Apple Claims ITC Judge Lacked Legal Basis for Ruling on Samsung’s Design Workarounds
Apple and Samsung will have a rough day in court in just a couple days (the hearing is scheduled for December 6), where we will likely hear about design workarounds, among other things. But how will design workarounds affect both Apple’s and Samsung’s business and patents? Florian Müller of Foss Patents tries to find some answers.
As you may recall, we reported that Apple is claiming Samsung’s workaround for the ‘915 pinch-to-zoom patent still violates Apple’s intellectual property. With its latest filing, Apple goes even further: it claims ITC judges lacked a legal basis when they ruled that Samsung’s design workarounds do not violate Apple’s design patents.
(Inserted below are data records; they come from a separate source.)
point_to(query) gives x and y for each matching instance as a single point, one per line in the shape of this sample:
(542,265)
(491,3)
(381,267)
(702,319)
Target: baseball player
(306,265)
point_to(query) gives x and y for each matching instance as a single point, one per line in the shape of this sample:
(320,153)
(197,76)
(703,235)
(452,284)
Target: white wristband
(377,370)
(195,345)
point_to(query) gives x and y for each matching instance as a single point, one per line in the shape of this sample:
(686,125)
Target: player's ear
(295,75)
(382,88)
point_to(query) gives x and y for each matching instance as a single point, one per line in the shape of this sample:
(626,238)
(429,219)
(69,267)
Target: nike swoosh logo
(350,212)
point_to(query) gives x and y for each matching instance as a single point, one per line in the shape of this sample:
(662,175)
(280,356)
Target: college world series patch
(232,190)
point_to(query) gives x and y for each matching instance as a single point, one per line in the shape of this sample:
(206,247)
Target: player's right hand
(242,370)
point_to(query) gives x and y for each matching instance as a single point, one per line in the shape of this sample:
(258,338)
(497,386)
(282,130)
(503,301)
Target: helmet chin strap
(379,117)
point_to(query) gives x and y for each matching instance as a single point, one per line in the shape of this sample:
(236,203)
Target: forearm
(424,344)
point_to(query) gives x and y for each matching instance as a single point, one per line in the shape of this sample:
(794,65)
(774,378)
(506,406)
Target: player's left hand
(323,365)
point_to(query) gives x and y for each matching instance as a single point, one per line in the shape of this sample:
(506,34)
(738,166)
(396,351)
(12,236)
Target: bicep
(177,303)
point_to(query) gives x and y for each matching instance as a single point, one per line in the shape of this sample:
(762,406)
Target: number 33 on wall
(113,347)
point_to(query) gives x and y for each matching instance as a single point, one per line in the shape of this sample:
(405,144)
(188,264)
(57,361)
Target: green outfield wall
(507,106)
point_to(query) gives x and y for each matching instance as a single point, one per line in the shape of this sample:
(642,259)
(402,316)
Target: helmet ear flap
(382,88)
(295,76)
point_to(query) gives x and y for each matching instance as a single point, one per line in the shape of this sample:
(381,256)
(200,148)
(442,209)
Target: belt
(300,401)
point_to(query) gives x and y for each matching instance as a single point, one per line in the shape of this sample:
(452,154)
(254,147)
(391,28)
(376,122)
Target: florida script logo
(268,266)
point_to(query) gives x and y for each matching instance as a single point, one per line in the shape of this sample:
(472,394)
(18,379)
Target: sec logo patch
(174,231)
Florian Müller points to the traps of these workarounds by citing from Judge Pender’s ruling, as quoted by Samsung, to justify his decision to rule on the design workarounds:
“The design around products are within the scope of this investigation, have been imported into the United States or sold in the United States [a footnote clarifies that Apple said “some of the design arounds were implemented in prototypes rather than commercially sold products”, which did not matter to the judge], were the subject of extensive discovery as well as testimony during the evidentiary hearing in this investigation. Thus, I find that infringement of Samsung’s design around products should be adjudicated as part of this Initial Determination.
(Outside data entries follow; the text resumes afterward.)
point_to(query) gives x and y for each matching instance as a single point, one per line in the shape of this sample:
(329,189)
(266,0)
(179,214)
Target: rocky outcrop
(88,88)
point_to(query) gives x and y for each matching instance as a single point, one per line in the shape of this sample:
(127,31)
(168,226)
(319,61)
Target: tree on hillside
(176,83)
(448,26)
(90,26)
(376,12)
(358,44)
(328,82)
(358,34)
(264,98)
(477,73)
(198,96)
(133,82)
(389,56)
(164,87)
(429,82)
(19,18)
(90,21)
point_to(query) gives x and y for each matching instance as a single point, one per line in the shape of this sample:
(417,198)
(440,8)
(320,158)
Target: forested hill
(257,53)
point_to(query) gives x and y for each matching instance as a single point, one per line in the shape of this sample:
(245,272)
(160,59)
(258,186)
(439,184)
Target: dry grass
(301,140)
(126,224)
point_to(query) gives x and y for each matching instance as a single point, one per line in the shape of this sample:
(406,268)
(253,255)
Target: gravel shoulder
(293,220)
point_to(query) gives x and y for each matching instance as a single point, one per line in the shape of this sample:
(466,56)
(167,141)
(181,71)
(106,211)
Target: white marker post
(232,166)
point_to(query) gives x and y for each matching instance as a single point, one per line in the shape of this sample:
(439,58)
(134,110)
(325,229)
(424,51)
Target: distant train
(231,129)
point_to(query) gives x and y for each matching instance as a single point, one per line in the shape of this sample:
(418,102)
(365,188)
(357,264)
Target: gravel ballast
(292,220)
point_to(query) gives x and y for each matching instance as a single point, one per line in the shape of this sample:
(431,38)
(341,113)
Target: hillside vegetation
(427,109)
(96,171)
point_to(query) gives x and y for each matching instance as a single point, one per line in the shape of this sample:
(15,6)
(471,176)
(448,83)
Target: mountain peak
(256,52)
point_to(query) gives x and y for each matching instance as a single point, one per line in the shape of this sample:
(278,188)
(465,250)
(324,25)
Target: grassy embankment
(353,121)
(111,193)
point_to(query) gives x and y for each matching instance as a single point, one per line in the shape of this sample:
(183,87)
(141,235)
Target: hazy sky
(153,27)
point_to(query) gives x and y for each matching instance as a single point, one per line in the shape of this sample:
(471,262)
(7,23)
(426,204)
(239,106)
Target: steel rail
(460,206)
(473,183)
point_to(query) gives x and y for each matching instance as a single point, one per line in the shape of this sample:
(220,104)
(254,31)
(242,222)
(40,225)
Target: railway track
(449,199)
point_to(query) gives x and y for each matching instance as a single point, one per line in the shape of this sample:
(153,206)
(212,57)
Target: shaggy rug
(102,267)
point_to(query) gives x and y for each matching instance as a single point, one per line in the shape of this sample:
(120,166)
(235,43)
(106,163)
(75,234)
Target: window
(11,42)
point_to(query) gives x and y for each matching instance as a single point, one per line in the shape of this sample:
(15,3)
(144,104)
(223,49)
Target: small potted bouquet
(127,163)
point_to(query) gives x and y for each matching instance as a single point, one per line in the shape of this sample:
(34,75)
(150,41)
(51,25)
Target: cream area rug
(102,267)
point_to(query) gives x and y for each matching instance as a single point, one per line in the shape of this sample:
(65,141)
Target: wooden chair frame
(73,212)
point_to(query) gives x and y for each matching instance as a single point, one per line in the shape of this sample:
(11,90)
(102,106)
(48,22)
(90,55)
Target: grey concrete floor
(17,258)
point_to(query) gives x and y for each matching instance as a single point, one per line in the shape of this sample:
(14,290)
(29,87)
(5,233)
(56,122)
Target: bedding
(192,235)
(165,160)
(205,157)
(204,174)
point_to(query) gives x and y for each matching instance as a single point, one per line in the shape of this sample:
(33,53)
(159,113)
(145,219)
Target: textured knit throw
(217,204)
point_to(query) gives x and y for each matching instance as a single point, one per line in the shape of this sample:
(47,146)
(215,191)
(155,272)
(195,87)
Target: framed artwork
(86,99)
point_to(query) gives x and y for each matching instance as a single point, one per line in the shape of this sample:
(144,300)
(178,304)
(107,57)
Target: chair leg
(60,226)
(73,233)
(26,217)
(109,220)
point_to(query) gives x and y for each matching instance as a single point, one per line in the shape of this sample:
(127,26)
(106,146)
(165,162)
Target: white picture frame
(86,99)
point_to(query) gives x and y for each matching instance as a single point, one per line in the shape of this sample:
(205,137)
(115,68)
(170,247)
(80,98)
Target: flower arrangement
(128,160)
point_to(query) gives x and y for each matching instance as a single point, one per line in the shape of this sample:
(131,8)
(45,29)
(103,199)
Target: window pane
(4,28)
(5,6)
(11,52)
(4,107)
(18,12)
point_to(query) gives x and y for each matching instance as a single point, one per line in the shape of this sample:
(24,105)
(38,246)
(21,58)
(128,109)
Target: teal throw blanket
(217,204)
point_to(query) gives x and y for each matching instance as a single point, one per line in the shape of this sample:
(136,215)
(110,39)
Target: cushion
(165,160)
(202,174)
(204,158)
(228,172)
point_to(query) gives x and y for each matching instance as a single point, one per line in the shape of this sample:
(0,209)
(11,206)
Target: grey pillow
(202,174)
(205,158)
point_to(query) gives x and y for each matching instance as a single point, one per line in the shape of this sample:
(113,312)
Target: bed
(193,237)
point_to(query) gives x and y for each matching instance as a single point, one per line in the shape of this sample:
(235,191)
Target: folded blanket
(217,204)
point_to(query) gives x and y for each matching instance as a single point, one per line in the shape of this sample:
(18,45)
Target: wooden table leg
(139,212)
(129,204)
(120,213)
Apple argues that because it did not accuse the design around products of infringing the asserted patents there is no need to determine whether they infringe the asserted patents. At the same time, Apple argues that the design around products should not be carved out of any exclusion order that may issue in this investigation. Taken together, it would seem that Apple does not want the design [arounds] adjudicated on the merits, but wants to still be able to argue that they fall within the scope of the exclusion order that may issue. I find Apple’s position unimpressive.”
While it is worth reading the full post, the bottom line is that a bad plaintiff could try to obtain an advantage by opposing the adjudication of the workarounds simply to create commercial uncertainty, while a “bad-faith respondent can also act abusively and deprive a plaintiff of a fair chance to prevail”, Müller notes.